View posts by Nate Hoffelder
Nate Hoffelder is the founder and editor of The Digital Reader: He's here to chew bubble gum and fix broken websites, and he is all out of bubble gum. He has been blogging about indie authors since 2010 while learning new tech skills at the drop of a hat. He fixes author sites, and shares what he learns on The Digital Reader's blog. In his spare time, he fosters dogs for A Forever Home, a local rescue group.

19 Comments

  1. Michael Anderson22 June, 2016

    I think that the fish analogy might be the worst fit I have read recently. It just doesn’t work on any level … ugh, c’mon man, at least start with something that has to be *created* (like a cupcake!)

    Reply
  2. Chris Meadows22 June, 2016

    I always knew there was something fishy about Amazon Derangement Syndrome…

    The deluded are still out there, and even Apple losing their case doesn’t seem to have shut them up (except in the comments section of Publishers Weekly articles, for some reason). I inadvertently invoked one myself in the MobileRead forum thread about the refunds.

    Reply
  3. Will Entrekin22 June, 2016

    I hit “mysterious lawsuit,” and I was like, well, no it wasn’t actually that mysterious, and then I saw the fish analogy and the whole thing took on a surreal/absurd, Dali-level of wrong. And then kicker that the author is with PRH . . .

    Oy.

    Reply
  4. Chris Meadows22 June, 2016

    Also funny are all the people who don’t understand why Apple has to pay them money when they didn’t buy any of their e-books from Apple.

    Reply
  5. William Ockham22 June, 2016

    Dude doesn’t know what price-gouging means, either.

    Reply
  6. Fjtorres22 June, 2016

    Not cool, Nate.
    Now I’ll have to stay away from tradpub news for the rest of the month, maybe more, since this one piece by itself exceeds my allowable quota of stupid for a whole month.

    Reply
    1. Nate Hoffelder22 June, 2016

      It’s wondrous, isn’t it?

      Reply
      1. Fjtorres22 June, 2016

        Not the adjective I’d use.
        Appalling?

        Disheartening to know the species can still produce such drivel after a couple centuries of broad literacy.

        Reply
        1. Nate Hoffelder23 June, 2016

          You should read it two or three more times. Then you’ll have a nervous break down, like I did, and suddenly you’ll appreciate the humor. 🙂

          Reply
  7. Karl22 June, 2016

    “Britt goes on to argue that everything that the publishers and Amazon did was okay…”

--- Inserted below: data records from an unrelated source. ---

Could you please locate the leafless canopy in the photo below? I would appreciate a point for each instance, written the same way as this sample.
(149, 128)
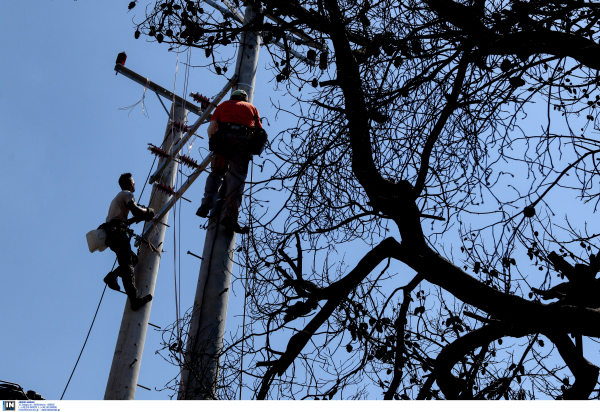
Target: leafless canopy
(471, 114)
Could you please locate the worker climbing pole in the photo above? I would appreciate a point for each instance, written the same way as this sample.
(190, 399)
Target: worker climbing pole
(125, 368)
(207, 326)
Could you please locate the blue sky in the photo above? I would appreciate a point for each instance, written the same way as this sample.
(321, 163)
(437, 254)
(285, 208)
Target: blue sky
(65, 143)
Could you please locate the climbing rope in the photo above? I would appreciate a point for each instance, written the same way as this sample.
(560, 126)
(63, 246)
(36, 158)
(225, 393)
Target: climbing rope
(88, 335)
(247, 238)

    Should be “the publishers and Apple did”?

    Reply
    1. Nate Hoffelder22 June, 2016

      Yes. Thanks!

      Reply
  8. Deborah Smith22 June, 2016

    Your naive love for Amazon is based on nothing but intuition, and you’re woefully unaware that Amazon treats authors, books and publishers like shitty loss leaders that gets customers through the doors to buy big-ticket products.

    Reply
    1. Nate Hoffelder22 June, 2016

      No, you got me confused with Hugh Howey (see last week’s posts).

      Reply
  9. Hannah Steenbock23 June, 2016

    Oh, wow. Drive-by Deb on this site.

    Nate, that’s an honor. 😀

    Reply
    1. Nate Hoffelder23 June, 2016

      I know!

      Reply
  10. William Ockham23 June, 2016

    Apparently Drive-By Deb thinks that Amazon sells authors and publishers. I’d like to buy Jack Konrath (so I can outsource snarky comments to him), but I can’t find the right page on Amazon to do that. Does anyone know his ASIN?

    Reply
  11. […] The Amazon Credit You Got Could Hurt Publishing, and Other Amusing Nonsense […]

    Reply
  12. Smart Debut Author22 June, 2017

    *chuckle*

    Apparently, dear deluded Drive-by-Deb is “woefully unaware” that Amazon is the only reason publishers like her haven’t already gone bankrupt. 😀

    Amazon is basically spoonfeeding Deb and every other publisher via a mass of customers that publishers have zero competence in reaching, otherwise, now that the brick and mortar bookstores are nearly dead.

    Reply
  13. Carmen Webster Buxton22 June, 2017

    Amazon doesn’t DO anything to sell books? Has this person ever used Amazon? I guess those more-than-daily emails pushing books at me are a figment of my imagination! Ditto the many links on the page with things like “people who bought this also bought…” Amazon’s entire existence is devoted to selling more stuff.